Let's take a look at the following sentence -
It's got nothing to do with you
I believe you understand the tense being used here and the grammatical structure of this sentence, so I am not elaborating on that. Now, let's modify the sentence just a bit -
It's got nothing to do with your car
Does this make sense? Your car in this sentence is the object of the sentence, your is the possessive pronoun that is merely there to provide us information about the car that is the real object here but that needs to be qualified with your. Since it's not a general car we are talking about here; we are talking about your car.
Now, let's modify it a little again -
It's got nothing to do with your driving.
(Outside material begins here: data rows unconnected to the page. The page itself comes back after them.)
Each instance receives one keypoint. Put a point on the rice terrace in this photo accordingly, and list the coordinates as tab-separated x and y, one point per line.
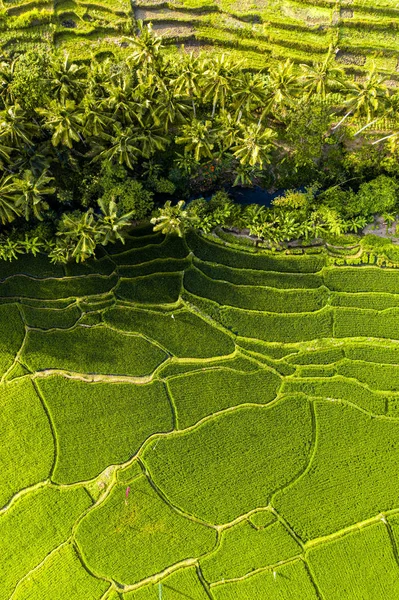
199	300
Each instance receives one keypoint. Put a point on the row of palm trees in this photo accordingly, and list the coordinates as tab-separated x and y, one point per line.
275	225
191	109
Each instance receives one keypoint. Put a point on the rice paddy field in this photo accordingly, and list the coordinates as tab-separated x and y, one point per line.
185	420
360	32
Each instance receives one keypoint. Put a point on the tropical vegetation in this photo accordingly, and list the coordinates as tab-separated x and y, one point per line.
87	149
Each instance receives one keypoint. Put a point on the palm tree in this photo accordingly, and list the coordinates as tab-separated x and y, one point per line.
32	245
245	175
218	80
9	208
118	101
283	86
111	223
68	81
188	81
94	118
171	219
171	109
16	129
321	77
389	219
79	232
254	145
365	98
31	191
199	138
122	147
152	140
146	48
251	93
355	224
64	121
6	77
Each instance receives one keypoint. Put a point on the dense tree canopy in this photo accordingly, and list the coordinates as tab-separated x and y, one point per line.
84	147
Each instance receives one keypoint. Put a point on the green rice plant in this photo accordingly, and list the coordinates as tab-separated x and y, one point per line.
35	266
61	576
47	318
172	247
234	462
262	518
215	253
283	581
20	286
27	448
358	322
159	288
253	277
142	525
376	376
160	265
243	549
338	388
102	266
325	356
359	565
127	474
182	582
181	332
275	351
254	297
202	393
366	279
273	327
28	534
377	353
239	363
373	300
92	431
316	371
82	349
133	241
12	335
350	480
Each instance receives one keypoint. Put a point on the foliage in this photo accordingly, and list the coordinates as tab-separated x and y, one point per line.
88	425
153	517
221	490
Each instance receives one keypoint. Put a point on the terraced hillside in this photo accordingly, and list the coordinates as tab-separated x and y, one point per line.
361	33
78	27
181	420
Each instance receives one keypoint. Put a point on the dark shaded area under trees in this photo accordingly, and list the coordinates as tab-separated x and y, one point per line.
86	149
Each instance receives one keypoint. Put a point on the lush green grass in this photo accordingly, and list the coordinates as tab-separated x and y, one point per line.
272	327
47	318
254	297
12	332
160	288
227	466
27	445
374	576
33	527
205	392
281	583
91	350
244	549
285	419
177	584
352	476
62	576
181	333
98	424
131	538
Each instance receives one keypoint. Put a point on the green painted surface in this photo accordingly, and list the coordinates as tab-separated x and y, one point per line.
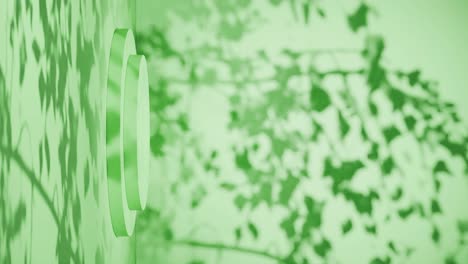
282	131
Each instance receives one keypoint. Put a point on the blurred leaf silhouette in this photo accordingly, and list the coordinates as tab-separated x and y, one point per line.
419	114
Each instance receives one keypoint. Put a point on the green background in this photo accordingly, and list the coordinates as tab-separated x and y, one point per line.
53	61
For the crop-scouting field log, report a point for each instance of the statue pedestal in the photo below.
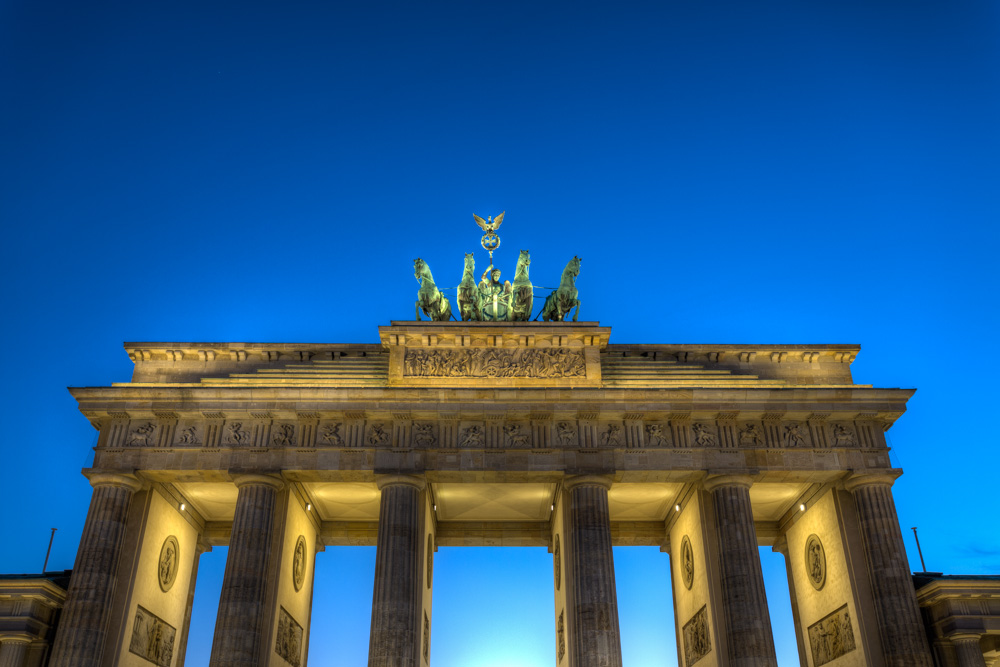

Similar structure like the last sentence. Car has been replaced by driving which, just like car in the last sentence, is a noun (it's called a gerund and is obtained by adding ing at the end of a verb). But your driving is the object of the sentence.
Let's modify the sentence once more, just a little -
It's got nothing to do with your being blind
Well, this is how the sentence you wrote should've been structured, if one went by the strict norms of the English grammar. And in this structure, I believe it is evident that your being blind is nothing more than the object of the sentence and being blind is working as a noun, like car or driving. Being in this sentence is working as a gerund which is obtained by adding ing to the verb 'to be'. As mentioned by others in the comments, another way to structure this sentence can be -
It's got nothing to do with the fact that you are blind.
In which case we replace the gerund or the noun form of 'to be' (being) with the verbal form (are).
Edit: Adding an additional line of explanation in light of the conversation that happened in the comments. It's got nothing to do with you being blind can be deemed correct as well. 'Your' is the grammatically correct option and if one wants to follow the norms of the language, one should use 'your' only, but 'you' has become colloquially accepted at a wide scale and so, in day to day speech and in fictional works, 'you' is used almost exclusively. But that doesn't change the fact that grammatically 'your' is the right pronoun to use.